Sukces, jaki Alvaro Soler odnotował pomiędzy 2015 a 2019 rokiem, z całą pewnością może zostać okrzyknięty sensacyjnym. Tuż po skończeniu studiów hiszpańsko-niemiecki artysta trafił na szczyty list przebojów w Europie i Ameryce Południowej oraz na światowe sceny.
W ciągu zaledwie czterech lat, ten 30-letni dziś muzyk, który mieszkał siedem lat w Tokio i mówi w sześciu językach, zdobył ponad 80 odznaczeń złotej i platynowej płyty, sprzedał na całym świecie 2 mln egzemplarzy albumów. Alvaro Soler dzielił scenę z Jennifer Lopez w Las Vegas i Miami, pełnił rolę trenera we włoskiej edycji “X Factor”, a także był gwiazdą hitu niemieckiej telewizji – “Sing meinen Song – das Tauschkonzert”.
Na tak olbrzymi sukces złożyło się mnóstwo pracy – nie dziwi więc, że w 2020 roku Alvaro postanowił wziąć krótki urlop.
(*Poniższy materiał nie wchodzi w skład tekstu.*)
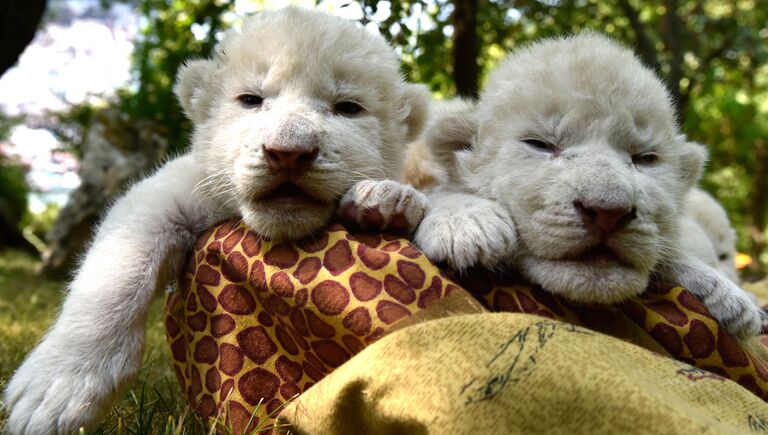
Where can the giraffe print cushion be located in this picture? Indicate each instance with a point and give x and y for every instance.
(255, 323)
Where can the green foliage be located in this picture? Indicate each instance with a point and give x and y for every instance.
(711, 53)
(166, 41)
(13, 189)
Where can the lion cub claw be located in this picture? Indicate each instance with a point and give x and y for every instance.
(383, 205)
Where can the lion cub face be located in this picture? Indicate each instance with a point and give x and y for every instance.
(578, 140)
(291, 112)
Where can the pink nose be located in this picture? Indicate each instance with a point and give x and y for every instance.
(289, 161)
(606, 221)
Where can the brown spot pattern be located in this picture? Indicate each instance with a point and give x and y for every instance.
(278, 324)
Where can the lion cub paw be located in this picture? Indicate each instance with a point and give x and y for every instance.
(738, 311)
(467, 231)
(735, 309)
(383, 205)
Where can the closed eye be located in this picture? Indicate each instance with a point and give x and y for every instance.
(250, 101)
(348, 108)
(645, 159)
(541, 145)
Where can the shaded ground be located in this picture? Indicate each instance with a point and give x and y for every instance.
(28, 306)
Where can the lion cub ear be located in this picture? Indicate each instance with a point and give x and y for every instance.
(192, 88)
(693, 157)
(414, 108)
(452, 128)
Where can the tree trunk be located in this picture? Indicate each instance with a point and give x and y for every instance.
(466, 48)
(18, 24)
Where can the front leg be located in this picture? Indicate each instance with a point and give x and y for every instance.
(70, 379)
(735, 309)
(383, 205)
(465, 230)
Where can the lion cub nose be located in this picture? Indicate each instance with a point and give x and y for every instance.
(605, 221)
(293, 161)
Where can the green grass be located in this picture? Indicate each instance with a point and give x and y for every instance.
(151, 404)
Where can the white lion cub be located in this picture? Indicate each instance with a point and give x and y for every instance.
(711, 218)
(292, 112)
(572, 167)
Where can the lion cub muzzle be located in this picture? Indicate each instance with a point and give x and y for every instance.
(604, 222)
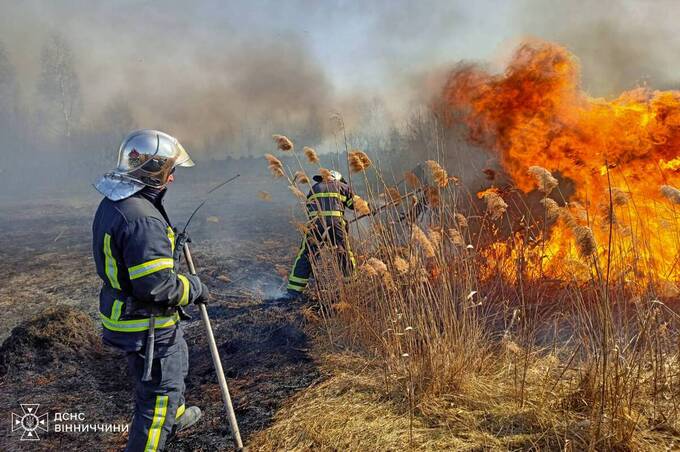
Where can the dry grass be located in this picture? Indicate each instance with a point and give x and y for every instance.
(451, 337)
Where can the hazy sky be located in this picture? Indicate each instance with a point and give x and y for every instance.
(258, 54)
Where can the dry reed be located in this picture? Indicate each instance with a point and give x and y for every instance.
(311, 155)
(275, 166)
(438, 173)
(546, 182)
(672, 193)
(283, 142)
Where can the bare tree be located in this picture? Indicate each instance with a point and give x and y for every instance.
(9, 92)
(59, 88)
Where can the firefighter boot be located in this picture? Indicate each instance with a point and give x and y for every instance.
(190, 416)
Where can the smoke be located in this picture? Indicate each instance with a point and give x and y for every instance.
(620, 45)
(208, 80)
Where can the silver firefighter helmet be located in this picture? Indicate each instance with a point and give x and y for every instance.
(334, 175)
(145, 158)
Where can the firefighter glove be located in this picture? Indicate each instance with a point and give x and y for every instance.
(204, 296)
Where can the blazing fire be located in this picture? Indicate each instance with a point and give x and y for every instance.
(612, 159)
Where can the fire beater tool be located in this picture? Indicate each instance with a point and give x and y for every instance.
(151, 335)
(216, 360)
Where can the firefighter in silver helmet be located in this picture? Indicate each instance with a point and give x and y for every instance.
(136, 255)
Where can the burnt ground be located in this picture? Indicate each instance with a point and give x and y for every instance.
(52, 355)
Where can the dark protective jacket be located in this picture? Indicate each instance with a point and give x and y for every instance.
(327, 201)
(133, 244)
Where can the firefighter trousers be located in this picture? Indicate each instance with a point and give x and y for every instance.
(159, 402)
(335, 235)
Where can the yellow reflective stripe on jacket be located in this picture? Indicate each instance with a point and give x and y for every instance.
(159, 411)
(326, 213)
(340, 196)
(116, 310)
(180, 411)
(295, 288)
(298, 280)
(137, 325)
(185, 290)
(111, 268)
(150, 267)
(171, 237)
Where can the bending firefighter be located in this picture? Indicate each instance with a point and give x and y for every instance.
(142, 294)
(326, 203)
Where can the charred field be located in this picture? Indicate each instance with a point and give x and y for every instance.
(52, 353)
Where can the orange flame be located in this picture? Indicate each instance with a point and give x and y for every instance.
(536, 113)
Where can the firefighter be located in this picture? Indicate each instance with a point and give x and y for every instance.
(136, 252)
(326, 203)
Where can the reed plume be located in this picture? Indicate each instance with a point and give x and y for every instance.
(325, 174)
(412, 180)
(438, 173)
(283, 142)
(456, 237)
(298, 194)
(401, 265)
(672, 193)
(461, 221)
(358, 161)
(546, 181)
(392, 194)
(361, 206)
(275, 166)
(552, 209)
(585, 241)
(620, 197)
(310, 154)
(495, 205)
(264, 196)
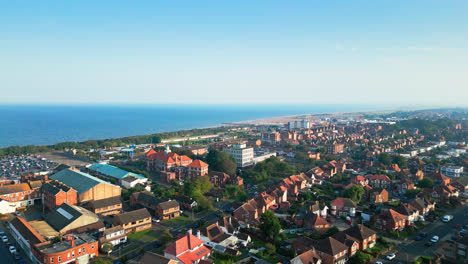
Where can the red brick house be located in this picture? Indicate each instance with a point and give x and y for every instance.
(343, 206)
(379, 181)
(390, 220)
(188, 249)
(378, 196)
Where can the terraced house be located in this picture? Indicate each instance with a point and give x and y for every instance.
(22, 194)
(133, 221)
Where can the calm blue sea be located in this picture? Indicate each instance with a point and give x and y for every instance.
(50, 124)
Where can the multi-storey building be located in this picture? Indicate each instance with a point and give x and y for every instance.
(242, 155)
(56, 193)
(133, 221)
Rok bez ciągłego podróżowania, dwanaście miesięcy na wyciszenie, 365 dni na komponowanie nowych utworów. Jak wspomina artysta: “Przyznaję, że byłem trochę zmęczony. To była najpiękniejsza podróż mojego życia i czułem niesamowitą wdzięczność, ale z drugiej strony było to nieco słodko-gorzkie uczucie, bo praktycznie nie miałem życia prywatnego. Chciałem spędzić trochę czasu, zdobywając inne doświadczenia.”
Artysta jest jednak muzykiem z niepohamowanym apetytem na życie: – Życie jest krótkie. I powinno przynosić radość. Izolacja zmusiła nas do ponownego odkrycia samych siebie i skupieniu się na magii w najmniejszych aspektach naszej egzystencji. Pandemia sprawiła, że jeszcze bardziej zapragnąłem zaprezentować światu premierowy materiał. Muzyka daje nadzieję i pomaga zachować wiarę w lepsze jutro.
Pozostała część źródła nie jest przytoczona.